Customers may enjoy sampling products
Some businesses may offer samples of their products in subscriptions, such as variety packages. For example, a subscription to a candy and treats box will give you a variety of candies to sample with each delivery, so the customer can figure out which ones they really enjoy and may possibly focus their purchases on in the future.
Furthermore, some businesses will include “free” products in their subscription services, or trials of other services they offer. For example, you can try Amazon Video for a 30-day free trial, but you can also get Amazon Video included with a Prime membership. This sort of service bundling adds value to a subscription model, as customers feel like they’re getting several services under one umbrella.
Spotify’s subscription service not only allows you to listen to music ad-free and download playlists for offline listening, but will also curate daily and weekly playlists for you based on similar music artists for genres and artists you frequently listen to.
So a Spotify subscription not only offers customers the ability to listen to the music they want, but also helps customers discover new music, which keeps them subscribed.

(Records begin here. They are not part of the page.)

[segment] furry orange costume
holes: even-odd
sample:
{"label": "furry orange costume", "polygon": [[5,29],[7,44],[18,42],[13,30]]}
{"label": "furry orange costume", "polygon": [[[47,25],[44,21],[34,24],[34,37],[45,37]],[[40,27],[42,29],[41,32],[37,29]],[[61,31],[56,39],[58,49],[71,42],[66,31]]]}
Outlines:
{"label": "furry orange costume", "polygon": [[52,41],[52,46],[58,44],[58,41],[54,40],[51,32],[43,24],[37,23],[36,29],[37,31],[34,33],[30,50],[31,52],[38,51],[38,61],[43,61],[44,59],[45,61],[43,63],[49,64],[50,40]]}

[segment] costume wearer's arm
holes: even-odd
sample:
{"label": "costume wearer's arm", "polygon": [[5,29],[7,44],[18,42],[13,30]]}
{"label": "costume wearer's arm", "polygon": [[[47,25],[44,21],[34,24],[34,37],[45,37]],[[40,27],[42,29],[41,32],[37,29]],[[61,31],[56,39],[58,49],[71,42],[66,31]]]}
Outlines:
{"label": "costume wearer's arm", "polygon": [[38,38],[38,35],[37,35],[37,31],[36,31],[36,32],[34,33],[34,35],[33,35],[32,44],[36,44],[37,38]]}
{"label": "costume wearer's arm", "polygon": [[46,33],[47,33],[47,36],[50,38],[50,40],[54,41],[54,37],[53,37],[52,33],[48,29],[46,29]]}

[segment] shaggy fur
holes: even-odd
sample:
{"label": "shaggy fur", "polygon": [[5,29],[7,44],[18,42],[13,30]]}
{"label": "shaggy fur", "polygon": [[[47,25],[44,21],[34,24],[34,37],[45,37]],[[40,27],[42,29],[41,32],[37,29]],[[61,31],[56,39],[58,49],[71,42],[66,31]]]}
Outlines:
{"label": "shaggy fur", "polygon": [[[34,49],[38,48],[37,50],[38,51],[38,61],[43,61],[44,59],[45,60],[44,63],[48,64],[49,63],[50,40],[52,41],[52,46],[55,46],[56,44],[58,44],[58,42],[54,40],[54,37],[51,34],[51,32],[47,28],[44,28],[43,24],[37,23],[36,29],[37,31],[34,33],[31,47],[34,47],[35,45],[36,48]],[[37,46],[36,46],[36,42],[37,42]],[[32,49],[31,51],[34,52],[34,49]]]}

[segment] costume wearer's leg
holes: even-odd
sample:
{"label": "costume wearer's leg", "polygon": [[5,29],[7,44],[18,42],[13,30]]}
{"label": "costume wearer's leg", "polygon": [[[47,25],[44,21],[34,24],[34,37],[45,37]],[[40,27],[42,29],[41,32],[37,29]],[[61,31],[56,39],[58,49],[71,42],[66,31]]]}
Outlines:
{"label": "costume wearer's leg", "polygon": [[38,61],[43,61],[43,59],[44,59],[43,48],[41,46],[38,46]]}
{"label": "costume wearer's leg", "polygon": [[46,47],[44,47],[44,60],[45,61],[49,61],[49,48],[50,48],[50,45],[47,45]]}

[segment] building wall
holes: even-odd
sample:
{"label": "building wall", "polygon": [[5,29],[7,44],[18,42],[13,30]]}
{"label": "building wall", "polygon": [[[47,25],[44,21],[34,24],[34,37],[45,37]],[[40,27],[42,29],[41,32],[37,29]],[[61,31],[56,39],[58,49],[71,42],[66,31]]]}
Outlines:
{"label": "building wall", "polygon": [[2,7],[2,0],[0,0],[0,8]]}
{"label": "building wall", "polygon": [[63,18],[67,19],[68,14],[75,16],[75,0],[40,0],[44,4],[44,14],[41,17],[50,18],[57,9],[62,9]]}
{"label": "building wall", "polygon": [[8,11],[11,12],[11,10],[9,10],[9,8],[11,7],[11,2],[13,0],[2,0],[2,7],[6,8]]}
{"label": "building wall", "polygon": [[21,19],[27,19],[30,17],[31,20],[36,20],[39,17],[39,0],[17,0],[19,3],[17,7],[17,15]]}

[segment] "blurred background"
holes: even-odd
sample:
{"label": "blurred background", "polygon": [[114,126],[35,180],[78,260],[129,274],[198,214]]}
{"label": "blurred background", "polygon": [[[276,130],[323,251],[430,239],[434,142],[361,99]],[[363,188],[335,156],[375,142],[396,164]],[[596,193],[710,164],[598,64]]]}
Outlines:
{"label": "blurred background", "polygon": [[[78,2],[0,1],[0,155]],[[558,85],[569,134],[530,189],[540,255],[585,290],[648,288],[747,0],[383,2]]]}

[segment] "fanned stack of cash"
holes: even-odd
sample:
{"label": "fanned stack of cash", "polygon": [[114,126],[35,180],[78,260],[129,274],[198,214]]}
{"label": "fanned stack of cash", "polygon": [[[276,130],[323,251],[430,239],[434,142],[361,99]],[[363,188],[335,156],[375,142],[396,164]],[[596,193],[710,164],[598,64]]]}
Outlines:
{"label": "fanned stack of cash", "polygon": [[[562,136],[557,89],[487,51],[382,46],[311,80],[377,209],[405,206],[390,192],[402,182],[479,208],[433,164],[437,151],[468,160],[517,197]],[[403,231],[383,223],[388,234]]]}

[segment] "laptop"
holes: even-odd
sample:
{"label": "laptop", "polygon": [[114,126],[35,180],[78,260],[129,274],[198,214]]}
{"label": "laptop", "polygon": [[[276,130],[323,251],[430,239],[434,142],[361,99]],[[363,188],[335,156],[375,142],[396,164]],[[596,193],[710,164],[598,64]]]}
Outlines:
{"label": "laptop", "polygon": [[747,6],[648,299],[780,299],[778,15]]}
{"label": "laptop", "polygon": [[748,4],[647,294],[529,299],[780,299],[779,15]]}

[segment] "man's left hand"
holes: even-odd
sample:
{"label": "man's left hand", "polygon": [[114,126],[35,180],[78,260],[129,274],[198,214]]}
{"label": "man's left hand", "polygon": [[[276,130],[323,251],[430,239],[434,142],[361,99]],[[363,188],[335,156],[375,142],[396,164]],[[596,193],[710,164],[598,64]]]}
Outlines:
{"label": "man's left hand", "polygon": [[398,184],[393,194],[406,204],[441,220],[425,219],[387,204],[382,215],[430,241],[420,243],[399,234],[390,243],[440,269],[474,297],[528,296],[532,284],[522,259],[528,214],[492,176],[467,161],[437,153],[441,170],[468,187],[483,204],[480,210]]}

The psychology of discounts
All shoppers love a good discount, any many subscription services seem to offer discounted services as part of the subscription deal. If the customer feels like they’re getting a good deal and then a little extra for their subscription, they’re more likely to keep the subscription and be loyal customers.
Businesses can also leverage this, as consumers are shown to spend more money when they believe they’re getting discounts. To use Amazon as an example again, an Amazon Prime subscription offers free shipping on many purchases, which will save the customer money.
On the other hand, the customer may end up purchasing many additional products because of the free shipping. In fact, Amazon Prime members end up shopping twice as much and spending around $1,300 more annually on purchases than non-Prime members.
Subscriptions can make customers feel more valued
Businesses put a lot of money into convincing customers to opt-in to subscription services, and so retaining customer loyalty often means frequently asking customers for their opinions, or keeping customers aware of the latest deals being offered.
This relationship benefits both parties, as the business can depend on the financial stream from subscribed customers, and the customer feels like they’re appreciated and have more of an input on how the company services the customer.